Trump Can Be Sued For Jan. 6 Riot Harm, Justice Dept. Says
WASHINGTON (AP) — Former President Donald Trump can be sued by injured Capitol Police officers and Democratic lawmakers over the Jan. 6, 2021, insurrection at the U.S. Capitol, the Justice Department said Thursday in a federal court case testing Trump’s legal vulnerability for his speech before the riot.
In court papers, the Justice Department urged a federal appeals court in Washington to allow the lawsuits to move forward, writing that “no part of a President’s official responsibilities includes the incitement of imminent private violence.”
The Justice Department said it took no position on the lawsuits’ claims that the former president’s words incited the attack on the Capitol. Nevertheless, Justice Department lawyers said the court should reject Trump’s argument that “absolutely immunity” shields him from being sued because the remarks were in line with his official duties.
“As the Nation’s leader and head of state, the President has ‘an extraordinary power to speak to his fellow citizens and on their behalf,’ they wrote. “But that traditional function is one of public communication and persuasion, not incitement of imminent private violence.”
The brief was filed by lawyers of the Justice Department’s Civil Division and has no bearing on a separate criminal investigation by a department special counsel into whether Trump can be criminally charged over efforts to undo President Joe Biden’s victory in the 2020 presidential election ahead of the Capitol riot. In fact, the lawyers note that they are not taking a position with respect to potential criminal liability for Trump or anyone else.
An email seeking comment was sent to an attorney for Trump on Thursday. Trump’s lawyers have argued he was acting within his official rights and had no intention to spark violence when he called on thousands of supporters to “march to the Capitol” and “fight like hell” before the riot erupted.
The case is among many legal woes facing Trump as he mounts another bid for the White House in 2024.
A prosecutor in Georgia has been investigating whether Trump and his allies broke the law as they tried to overturn his election defeat in that state.

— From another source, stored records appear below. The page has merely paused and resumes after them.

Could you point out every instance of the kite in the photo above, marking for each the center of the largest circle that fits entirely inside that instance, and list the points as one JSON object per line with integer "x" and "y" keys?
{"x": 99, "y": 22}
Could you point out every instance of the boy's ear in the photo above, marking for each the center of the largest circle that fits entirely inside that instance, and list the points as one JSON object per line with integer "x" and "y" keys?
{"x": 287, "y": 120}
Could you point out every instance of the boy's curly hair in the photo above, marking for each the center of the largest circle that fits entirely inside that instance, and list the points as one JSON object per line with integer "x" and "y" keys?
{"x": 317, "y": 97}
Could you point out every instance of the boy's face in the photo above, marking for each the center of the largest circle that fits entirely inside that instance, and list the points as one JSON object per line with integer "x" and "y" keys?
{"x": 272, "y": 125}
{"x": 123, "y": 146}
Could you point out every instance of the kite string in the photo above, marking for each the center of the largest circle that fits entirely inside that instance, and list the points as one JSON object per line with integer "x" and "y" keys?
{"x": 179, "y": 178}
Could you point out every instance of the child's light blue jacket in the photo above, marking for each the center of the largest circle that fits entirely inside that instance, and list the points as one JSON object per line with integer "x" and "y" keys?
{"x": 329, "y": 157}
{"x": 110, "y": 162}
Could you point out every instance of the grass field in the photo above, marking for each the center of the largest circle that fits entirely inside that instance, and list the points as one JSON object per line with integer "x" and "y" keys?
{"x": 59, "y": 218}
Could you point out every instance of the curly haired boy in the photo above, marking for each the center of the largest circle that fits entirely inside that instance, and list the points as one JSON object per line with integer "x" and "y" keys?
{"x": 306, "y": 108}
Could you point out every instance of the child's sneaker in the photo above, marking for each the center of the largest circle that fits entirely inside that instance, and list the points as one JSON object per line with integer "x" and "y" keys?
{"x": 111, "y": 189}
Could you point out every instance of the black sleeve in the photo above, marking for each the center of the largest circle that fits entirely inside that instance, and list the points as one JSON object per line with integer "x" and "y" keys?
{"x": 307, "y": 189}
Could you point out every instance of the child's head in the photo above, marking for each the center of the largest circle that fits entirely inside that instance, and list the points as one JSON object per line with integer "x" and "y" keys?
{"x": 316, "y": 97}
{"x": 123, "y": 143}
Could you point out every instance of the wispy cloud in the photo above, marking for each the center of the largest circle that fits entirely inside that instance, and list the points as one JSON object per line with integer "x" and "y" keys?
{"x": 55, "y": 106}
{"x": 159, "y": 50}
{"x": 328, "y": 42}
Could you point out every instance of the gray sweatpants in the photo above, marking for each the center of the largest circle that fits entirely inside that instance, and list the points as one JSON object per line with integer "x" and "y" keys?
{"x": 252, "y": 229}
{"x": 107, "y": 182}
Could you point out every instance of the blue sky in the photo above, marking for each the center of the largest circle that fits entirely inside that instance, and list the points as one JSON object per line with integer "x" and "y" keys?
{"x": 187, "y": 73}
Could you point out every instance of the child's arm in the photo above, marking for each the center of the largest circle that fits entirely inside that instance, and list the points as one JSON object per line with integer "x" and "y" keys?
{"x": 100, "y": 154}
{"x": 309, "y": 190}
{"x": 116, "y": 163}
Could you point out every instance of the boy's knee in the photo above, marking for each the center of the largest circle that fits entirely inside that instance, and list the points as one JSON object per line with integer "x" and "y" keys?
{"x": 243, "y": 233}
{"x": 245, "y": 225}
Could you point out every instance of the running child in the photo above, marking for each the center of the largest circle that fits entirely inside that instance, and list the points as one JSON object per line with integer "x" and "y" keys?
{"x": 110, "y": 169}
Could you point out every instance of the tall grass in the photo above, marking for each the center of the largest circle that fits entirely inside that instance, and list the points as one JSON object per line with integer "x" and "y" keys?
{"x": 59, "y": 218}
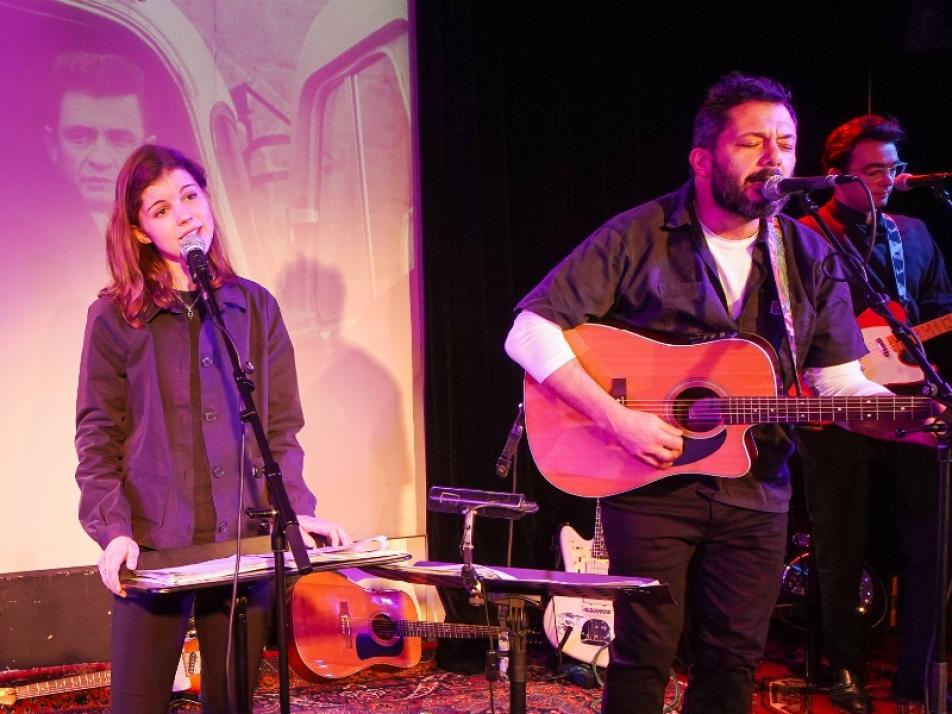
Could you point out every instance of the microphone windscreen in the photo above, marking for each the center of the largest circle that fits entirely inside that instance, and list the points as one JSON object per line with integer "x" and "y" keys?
{"x": 192, "y": 242}
{"x": 902, "y": 182}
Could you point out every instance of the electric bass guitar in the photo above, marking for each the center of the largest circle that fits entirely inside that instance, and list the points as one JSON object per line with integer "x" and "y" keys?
{"x": 585, "y": 625}
{"x": 887, "y": 362}
{"x": 713, "y": 391}
{"x": 187, "y": 679}
{"x": 337, "y": 628}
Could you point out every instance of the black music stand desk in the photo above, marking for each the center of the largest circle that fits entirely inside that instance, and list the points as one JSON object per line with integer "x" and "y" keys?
{"x": 193, "y": 570}
{"x": 511, "y": 587}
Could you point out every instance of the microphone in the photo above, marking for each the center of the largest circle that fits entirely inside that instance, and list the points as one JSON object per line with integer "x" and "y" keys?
{"x": 504, "y": 462}
{"x": 776, "y": 186}
{"x": 193, "y": 249}
{"x": 907, "y": 182}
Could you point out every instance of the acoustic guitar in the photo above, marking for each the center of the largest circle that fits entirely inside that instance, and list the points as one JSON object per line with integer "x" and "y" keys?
{"x": 337, "y": 628}
{"x": 714, "y": 391}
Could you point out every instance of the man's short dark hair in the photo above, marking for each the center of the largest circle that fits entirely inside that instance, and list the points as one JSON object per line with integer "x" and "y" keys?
{"x": 96, "y": 74}
{"x": 728, "y": 92}
{"x": 839, "y": 146}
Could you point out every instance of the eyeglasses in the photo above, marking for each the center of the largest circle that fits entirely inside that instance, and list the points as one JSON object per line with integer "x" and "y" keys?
{"x": 877, "y": 173}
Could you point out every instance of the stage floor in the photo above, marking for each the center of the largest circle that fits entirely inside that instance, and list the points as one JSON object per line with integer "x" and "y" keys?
{"x": 426, "y": 689}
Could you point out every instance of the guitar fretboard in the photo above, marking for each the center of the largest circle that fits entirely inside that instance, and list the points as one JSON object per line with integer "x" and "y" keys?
{"x": 599, "y": 552}
{"x": 792, "y": 410}
{"x": 75, "y": 683}
{"x": 454, "y": 630}
{"x": 926, "y": 331}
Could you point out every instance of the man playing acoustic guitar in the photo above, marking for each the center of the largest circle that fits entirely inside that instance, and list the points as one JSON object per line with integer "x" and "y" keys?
{"x": 698, "y": 264}
{"x": 840, "y": 467}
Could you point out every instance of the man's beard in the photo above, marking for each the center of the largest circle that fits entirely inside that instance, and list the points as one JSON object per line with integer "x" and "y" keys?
{"x": 728, "y": 192}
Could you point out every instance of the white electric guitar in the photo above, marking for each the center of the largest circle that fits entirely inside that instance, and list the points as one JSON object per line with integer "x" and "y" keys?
{"x": 591, "y": 621}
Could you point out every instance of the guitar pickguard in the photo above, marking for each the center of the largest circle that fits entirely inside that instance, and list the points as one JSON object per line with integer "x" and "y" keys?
{"x": 368, "y": 647}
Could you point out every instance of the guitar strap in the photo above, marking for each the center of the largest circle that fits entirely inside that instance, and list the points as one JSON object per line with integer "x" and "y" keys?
{"x": 778, "y": 264}
{"x": 896, "y": 257}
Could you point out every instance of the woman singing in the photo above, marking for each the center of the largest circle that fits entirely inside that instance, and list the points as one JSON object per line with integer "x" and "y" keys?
{"x": 162, "y": 451}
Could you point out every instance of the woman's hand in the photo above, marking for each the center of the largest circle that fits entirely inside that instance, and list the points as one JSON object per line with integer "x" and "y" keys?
{"x": 121, "y": 549}
{"x": 331, "y": 532}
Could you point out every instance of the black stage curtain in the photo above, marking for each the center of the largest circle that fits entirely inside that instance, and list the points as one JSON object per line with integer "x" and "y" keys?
{"x": 539, "y": 120}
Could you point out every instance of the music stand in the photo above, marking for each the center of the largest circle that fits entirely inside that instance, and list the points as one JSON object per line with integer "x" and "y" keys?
{"x": 511, "y": 587}
{"x": 157, "y": 583}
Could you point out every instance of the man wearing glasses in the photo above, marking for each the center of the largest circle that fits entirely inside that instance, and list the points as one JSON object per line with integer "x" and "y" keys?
{"x": 841, "y": 469}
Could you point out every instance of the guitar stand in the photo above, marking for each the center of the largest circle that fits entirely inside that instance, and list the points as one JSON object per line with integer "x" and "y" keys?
{"x": 512, "y": 588}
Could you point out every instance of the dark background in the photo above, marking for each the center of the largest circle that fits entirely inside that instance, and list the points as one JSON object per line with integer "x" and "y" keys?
{"x": 539, "y": 120}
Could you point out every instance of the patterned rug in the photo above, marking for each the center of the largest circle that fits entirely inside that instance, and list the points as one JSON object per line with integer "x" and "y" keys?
{"x": 426, "y": 689}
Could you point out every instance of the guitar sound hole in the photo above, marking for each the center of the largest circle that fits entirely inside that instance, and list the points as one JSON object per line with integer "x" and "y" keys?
{"x": 383, "y": 628}
{"x": 692, "y": 416}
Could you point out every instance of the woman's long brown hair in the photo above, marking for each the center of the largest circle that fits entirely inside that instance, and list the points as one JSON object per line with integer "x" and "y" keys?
{"x": 139, "y": 275}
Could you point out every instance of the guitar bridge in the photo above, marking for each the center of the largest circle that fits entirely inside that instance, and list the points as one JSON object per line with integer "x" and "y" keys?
{"x": 343, "y": 615}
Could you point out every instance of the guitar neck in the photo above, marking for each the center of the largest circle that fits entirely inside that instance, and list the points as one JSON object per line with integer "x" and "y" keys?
{"x": 800, "y": 410}
{"x": 599, "y": 552}
{"x": 931, "y": 329}
{"x": 75, "y": 683}
{"x": 408, "y": 628}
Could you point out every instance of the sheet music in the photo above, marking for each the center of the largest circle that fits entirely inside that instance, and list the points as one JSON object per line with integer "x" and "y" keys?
{"x": 217, "y": 570}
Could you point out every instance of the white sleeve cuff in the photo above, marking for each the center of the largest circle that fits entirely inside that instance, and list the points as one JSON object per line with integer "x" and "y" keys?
{"x": 537, "y": 345}
{"x": 842, "y": 380}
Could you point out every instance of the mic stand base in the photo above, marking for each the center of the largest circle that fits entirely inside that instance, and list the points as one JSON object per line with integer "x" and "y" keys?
{"x": 512, "y": 617}
{"x": 278, "y": 547}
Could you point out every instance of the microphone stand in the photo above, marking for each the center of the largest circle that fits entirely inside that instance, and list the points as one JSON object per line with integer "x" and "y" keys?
{"x": 940, "y": 391}
{"x": 285, "y": 530}
{"x": 507, "y": 462}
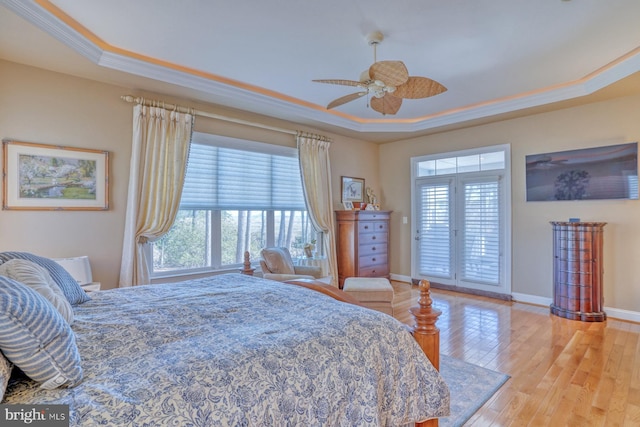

Trump is also under federal criminal investigation over top secret documents found at his Florida estate.
In the separate investigation into Trump and his allies’ efforts to keep the Republican president in power, special counsel Jack Smith has subpoenaed former Vice President Mike Pence, who has said he will fight the subpoena.
Trump is appealing a decision by a federal judge in Washington, who last year rejected efforts by the former president to toss out the conspiracy civil lawsuits filed by the lawmakers and police officers. U.S. District Judge Amit Mehta ruled that Trump’s words during a rally before the violent storming of the U.S. Capitol were likely “words of incitement not protected by the First Amendment.”
“Only in the most extraordinary circumstances could a court not recognize that the First Amendment protects a President’s speech,” Mehta wrote in his February 2022 ruling. “But the court believes this is that case.”
The lawsuits, filed by Rep. Eric Swalwell, D-Calif., officers James Blassingame and Sidney Hemby, and later joined by other House Democrats, argue that Trump and others made “false and incendiary allegations of fraud and theft, and in direct response to the Defendant’s express calls for violence at the rally, a violent mob attacked the U.S. Capitol.”
The suits cite a federal civil rights law that was enacted to counter the Ku Klux Klan’s intimidation of officials. They describe in detail how Trump and others spread baseless claims of election fraud, both before and after the 2020 presidential election was declared, and charge that they helped to rile up the thousands of rioters before they stormed the Capitol.
The lawsuits seek damages for the physical and emotional injuries the plaintiffs sustained during the insurrection.
In its filing, the Justice Department cautioned that the “court must take care not to adopt rules that would unduly chill legitimate presidential communication” or saddle a president with meritless lawsuits.
“In exercising their traditional communicative functions, Presidents routinely address controversial issues that are the subject of passionate feelings,” the department wrote. “Presidents may at times use strong rhetoric. And some who hear that rhetoric may overreact, or even respond with violence.”